2025/12/10
| 小森さだゆき|参政党所属/高槻市議会議員
日本は「内需主導の国だ」とよく言われます。輸出に大きく依存しなくても成長できる、そのような印象を与える言葉です。しかし、もし本当に内需だけで成長できるのであれば、この三十年間の経済停滞は説明できません。実際、内需が強いとされる国々は人口の増加や所得の伸びを背景に一定の成長を続けています。ところが日本は、内需主導と言われながら、その内需がむしろ縮小してきたのが現実です。
まず第一に、国内市場そのものが小さくなっています。人口減少が進み、生産年齢人口も減少する中で、若い世代の可処分所得が伸びていません。働き手が減り、消費が増えず、家計の力が弱まった状態が長期化したことで、内需の基盤そのものが痩せてしまいました。

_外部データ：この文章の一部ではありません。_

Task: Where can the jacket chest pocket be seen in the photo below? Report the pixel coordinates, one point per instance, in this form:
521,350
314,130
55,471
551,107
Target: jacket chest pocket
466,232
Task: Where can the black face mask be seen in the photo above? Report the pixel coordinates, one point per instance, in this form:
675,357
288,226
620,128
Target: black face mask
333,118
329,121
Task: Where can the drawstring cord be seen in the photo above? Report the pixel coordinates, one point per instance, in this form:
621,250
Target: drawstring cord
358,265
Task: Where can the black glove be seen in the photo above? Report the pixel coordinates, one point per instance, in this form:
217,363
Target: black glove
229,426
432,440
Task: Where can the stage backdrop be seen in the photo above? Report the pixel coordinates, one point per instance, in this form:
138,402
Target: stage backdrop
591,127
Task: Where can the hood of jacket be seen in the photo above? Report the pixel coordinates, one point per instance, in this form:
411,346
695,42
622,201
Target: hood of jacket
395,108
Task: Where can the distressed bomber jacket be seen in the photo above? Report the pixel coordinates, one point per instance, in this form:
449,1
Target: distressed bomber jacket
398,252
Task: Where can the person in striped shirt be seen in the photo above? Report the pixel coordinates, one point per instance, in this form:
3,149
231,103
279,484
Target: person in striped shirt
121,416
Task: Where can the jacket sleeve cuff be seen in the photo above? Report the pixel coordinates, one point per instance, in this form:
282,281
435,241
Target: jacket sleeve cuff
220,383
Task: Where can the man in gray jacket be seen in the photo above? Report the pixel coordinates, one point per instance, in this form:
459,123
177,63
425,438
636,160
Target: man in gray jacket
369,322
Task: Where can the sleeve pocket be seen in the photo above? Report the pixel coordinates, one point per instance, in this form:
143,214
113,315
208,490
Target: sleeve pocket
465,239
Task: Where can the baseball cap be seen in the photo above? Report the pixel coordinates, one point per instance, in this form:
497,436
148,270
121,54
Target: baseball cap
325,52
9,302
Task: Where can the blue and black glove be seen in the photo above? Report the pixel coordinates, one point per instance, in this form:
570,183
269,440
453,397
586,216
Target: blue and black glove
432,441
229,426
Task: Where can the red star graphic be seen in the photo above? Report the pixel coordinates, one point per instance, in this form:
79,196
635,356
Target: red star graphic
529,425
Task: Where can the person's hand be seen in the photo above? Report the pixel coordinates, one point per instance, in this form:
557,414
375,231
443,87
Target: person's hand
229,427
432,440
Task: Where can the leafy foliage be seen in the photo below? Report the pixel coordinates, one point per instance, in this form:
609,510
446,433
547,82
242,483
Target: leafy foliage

ここで重要な視点があります。それは、内需を拡大するには外需を強化することが不可欠だという点です。一見すると「内需」と「外需」は対立する概念のように見えます。しかし現実はまったく逆で、多くの先進国は外需を通じて生み出した利益を国内へ還元し、それが雇用や所得を支え、結果として内需を強化する循環をつくっています。
アメリカ、ドイツ、フランスはその典型例で、世界市場での競争力を維持することで国内の中間層を支え、強い内需を生み出しています。つまり、外で稼ぐ力がある国ほど内需は強くなるのです。
三十年間の日本は、この循環がうまく回らないまま時が過ぎました。外需で稼ぐ力が弱まり、国内に戻る所得や投資も増えず、結果として内需の土台も痩せていきました。外需が伸びなければ内需も伸びない、これは経済の基本的な構造です。
つまり日本が失ったのは「内需国としての強さ」ではなく、内需と外需が連動して成長する循環です。この循環を取り戻さない限り、日本経済が再び成長軌道に戻ることは難しいと言わざるを得ません。
三十年停滞から抜け出すためには、外需で稼ぎ、その収益を国内投資・設備投資・賃金に回し、家計の消費につなげる。この当たり前の流れをもう一度取り戻す必要があります。内需と外需の両輪を動かすことこそが、日本経済復活の鍵となります。